Now we know everything about relative sizes of values. Please correct all mistakes I might have made thus far!
ABSOLUTE VALUE
The most difficult aspect for me to understand is the order of magnitude of an absolute value of an early play in the game. Recall that I want to know the
local per move value. Must such a value be about 4, about 8 or about 16? These possible factors of 2 scare me. I believe that about 8 is the right order of magnitude.

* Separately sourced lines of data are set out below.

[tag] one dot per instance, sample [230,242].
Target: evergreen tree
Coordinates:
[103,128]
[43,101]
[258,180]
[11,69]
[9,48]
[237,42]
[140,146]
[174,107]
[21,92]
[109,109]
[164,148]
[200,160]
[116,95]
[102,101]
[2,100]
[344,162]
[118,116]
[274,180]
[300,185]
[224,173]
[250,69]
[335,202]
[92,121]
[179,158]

I think so because this is about the value I get in the following examples:
- Click Here To Show Diagram Code
[go]$$
$$ -----------------
$$ |C C . . . . . . .
$$ |C C . . . . . . .
$$ |C C . . . . . . .
$$ |. . X . . . . . .
$$ |. . . . . . . . .
$$ |. . . . . . . . .
$$ |. . . . . . . . .
$$ |. . . . . . . . .
$$ |. . . . . . . . .[/go]
The first play has gained about 6 points of territory and (I guess) about 2 points of influence.
- Click Here To Show Diagram Code
[go]$$W
$$ -----------------
$$ |. . 6 5 . . . . .
$$ |. . 4 3 . . . . .
$$ |. . 2 1 . . . . .
$$ |. 8 X . . . . . .
$$ |. 7 . . . . . . .
$$ |. . . . . . . . .
$$ |. . . . . . . . .
$$ |. . . . . . . . .
$$ |. . . . . . . . .[/go]
The 6 points are explained by assuming a most peaceful sente endgame reduction sequence like this.
- Click Here To Show Diagram Code
[go]$$
$$ -----------------
$$ |C C C C . . . . .
$$ |C C C C . . . . .
$$ |C C C . X . . . .
$$ |. . X . . . . . .
$$ |. . . . . . . . .
$$ |. . . . . . . . .
$$ |. . . . . . . . .
$$ |. . . . . . . . .
$$ |. . . . . . . . .[/go]
The second play has gained about 5 points of additional territory and (I guess) about 3 points of additional influence.
So, on average, each of the first two corner plays has gained about 5.5 points of territory and 2.5 points of (territorial value of) influence. Thus I assume that the per move value of an early move in the game is about 8 points.
Apart from minor variation of the exact size of a value like 8, have I chosen the right order of magnitude for the local per move value of an early move in the game or am I wrong by a factor 2 in either direction and would 4 or 16 be correct? Why is the order of magnitude right or wrong?
IMO, it must be right because a few moves later, with a slightly dropped local per move value, one can find an example of the value 6:
- Click Here To Show Diagram Code
[go]$$B
$$ ---------------------
$$ |. . . . . . . . . . .
$$ |. . . . . . . . . . .
$$ |. . . X X O . . . O .
$$ |. . X . O O . . . . .
$$ |. . . . . . . . . . .
$$ |C C X . . . . . . . .
$$ |C C . . . . . . . . .
$$ |C C . . . . . . . . .
$$ |. . 1 . . . . . . . .
$$ |. . . . . . . . . . .[/go]
Black 1 adds the 6 marked points of territory and shifts influence of a previously existing black stone downwards rather than creating any noteworthy additional influence. (White can force from the outside.) These 6 points are slightly less than 8 but neither slightly less than 4 nor slightly less than 16. Thus I uphold my claim that about 8 is the right order of magnitude for the estimated local per move value of an early move in the game like a first stone in a corner or an approach move to a first corner stone.